Nvidia road to handheld platforms has been long and not exactly successful for a long time. Back in 2003 the company acquired MediaQ company, which supplied graphics processors for various handheld devices. Nvidia re-branded MediaQ’s products into GoForce products and even launched one or two new chips, however, eventually GoForce line fell into oblivion. The second attempt to successfully enter the market of handhelds took place in early 2007, when Nvidia acquired PortalPlayer, the supplier of chips for numerous devices, including Apple iPod. Unfortunately, several months later it appeared that Apple no longer wanted PortalPlayer’s chips.

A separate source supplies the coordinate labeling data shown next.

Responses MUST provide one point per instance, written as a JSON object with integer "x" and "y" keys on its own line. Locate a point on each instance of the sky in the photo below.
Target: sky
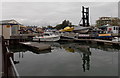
{"x": 52, "y": 13}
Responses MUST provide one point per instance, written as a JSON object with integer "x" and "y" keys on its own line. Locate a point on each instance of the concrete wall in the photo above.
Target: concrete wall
{"x": 0, "y": 29}
{"x": 119, "y": 9}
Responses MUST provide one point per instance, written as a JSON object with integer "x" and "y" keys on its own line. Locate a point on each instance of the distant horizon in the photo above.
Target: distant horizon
{"x": 53, "y": 13}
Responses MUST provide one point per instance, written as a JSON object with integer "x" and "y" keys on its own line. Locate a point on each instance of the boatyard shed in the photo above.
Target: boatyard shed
{"x": 9, "y": 28}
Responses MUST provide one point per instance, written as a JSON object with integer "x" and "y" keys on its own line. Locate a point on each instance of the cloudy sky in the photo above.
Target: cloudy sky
{"x": 52, "y": 13}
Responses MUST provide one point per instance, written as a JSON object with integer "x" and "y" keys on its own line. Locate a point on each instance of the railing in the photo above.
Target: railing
{"x": 9, "y": 69}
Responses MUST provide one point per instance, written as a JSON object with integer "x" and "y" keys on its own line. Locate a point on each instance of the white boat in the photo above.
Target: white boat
{"x": 47, "y": 36}
{"x": 116, "y": 39}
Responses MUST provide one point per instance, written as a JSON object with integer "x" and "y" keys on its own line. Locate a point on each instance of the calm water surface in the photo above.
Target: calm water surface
{"x": 68, "y": 59}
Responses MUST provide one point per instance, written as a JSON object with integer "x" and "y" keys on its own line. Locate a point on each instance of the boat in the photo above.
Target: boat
{"x": 47, "y": 36}
{"x": 117, "y": 39}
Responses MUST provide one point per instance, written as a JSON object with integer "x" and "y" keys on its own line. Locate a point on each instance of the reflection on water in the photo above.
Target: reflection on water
{"x": 67, "y": 59}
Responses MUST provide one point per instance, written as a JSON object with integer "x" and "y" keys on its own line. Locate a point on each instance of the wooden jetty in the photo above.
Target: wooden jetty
{"x": 36, "y": 45}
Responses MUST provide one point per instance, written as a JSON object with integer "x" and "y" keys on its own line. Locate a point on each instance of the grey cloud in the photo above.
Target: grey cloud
{"x": 52, "y": 13}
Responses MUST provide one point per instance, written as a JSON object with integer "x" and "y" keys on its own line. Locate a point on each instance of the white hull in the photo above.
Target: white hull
{"x": 55, "y": 38}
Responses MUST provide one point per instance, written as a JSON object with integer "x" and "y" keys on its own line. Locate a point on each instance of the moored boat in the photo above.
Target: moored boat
{"x": 47, "y": 36}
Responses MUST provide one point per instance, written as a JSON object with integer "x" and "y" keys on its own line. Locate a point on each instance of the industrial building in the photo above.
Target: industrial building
{"x": 9, "y": 28}
{"x": 113, "y": 21}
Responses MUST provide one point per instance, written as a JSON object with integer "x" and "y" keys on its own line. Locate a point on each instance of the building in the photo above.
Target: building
{"x": 113, "y": 21}
{"x": 9, "y": 28}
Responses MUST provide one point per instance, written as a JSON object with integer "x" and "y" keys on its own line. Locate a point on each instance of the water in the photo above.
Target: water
{"x": 68, "y": 59}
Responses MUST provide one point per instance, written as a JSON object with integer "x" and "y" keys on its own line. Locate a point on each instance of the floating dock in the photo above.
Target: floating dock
{"x": 36, "y": 45}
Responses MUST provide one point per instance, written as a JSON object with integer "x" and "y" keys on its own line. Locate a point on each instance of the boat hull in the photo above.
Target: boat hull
{"x": 47, "y": 39}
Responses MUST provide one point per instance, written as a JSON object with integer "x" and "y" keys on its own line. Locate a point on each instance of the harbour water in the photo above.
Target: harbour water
{"x": 68, "y": 59}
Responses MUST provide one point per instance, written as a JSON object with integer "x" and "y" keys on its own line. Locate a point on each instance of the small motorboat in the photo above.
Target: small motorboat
{"x": 47, "y": 36}
{"x": 116, "y": 39}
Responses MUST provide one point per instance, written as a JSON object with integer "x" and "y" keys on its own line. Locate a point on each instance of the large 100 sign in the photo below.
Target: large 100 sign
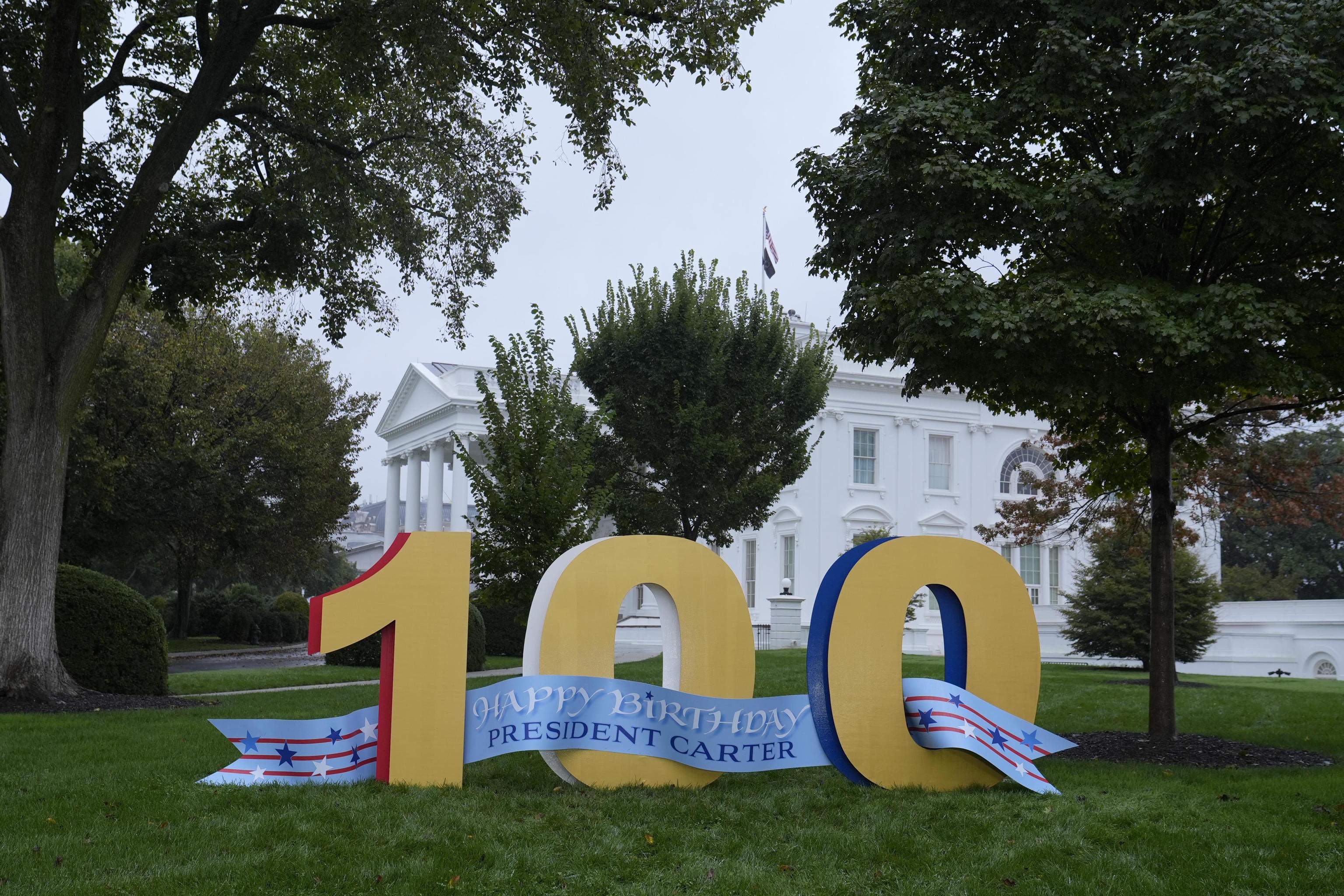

But there is one thing that Nvidia got with the acquisition of MediaQ and PortalPlayer: the Tegra team. In early 2008 Nvidia unveiled its first own system-on-chip (SoC) device and in mid-2008 the company rolled out a family of Tegra-branded SoCs.

The first-generation Tegra for smartphones has won a number of contracts, but there are still not a lot of actual Nvidia Tegra-based products on the market. The second-generation Tegra SoCs are designed mostly for tablet PCs and since the chip was only launched a couple of months ago, it is hard to expect any devices on its base to be available.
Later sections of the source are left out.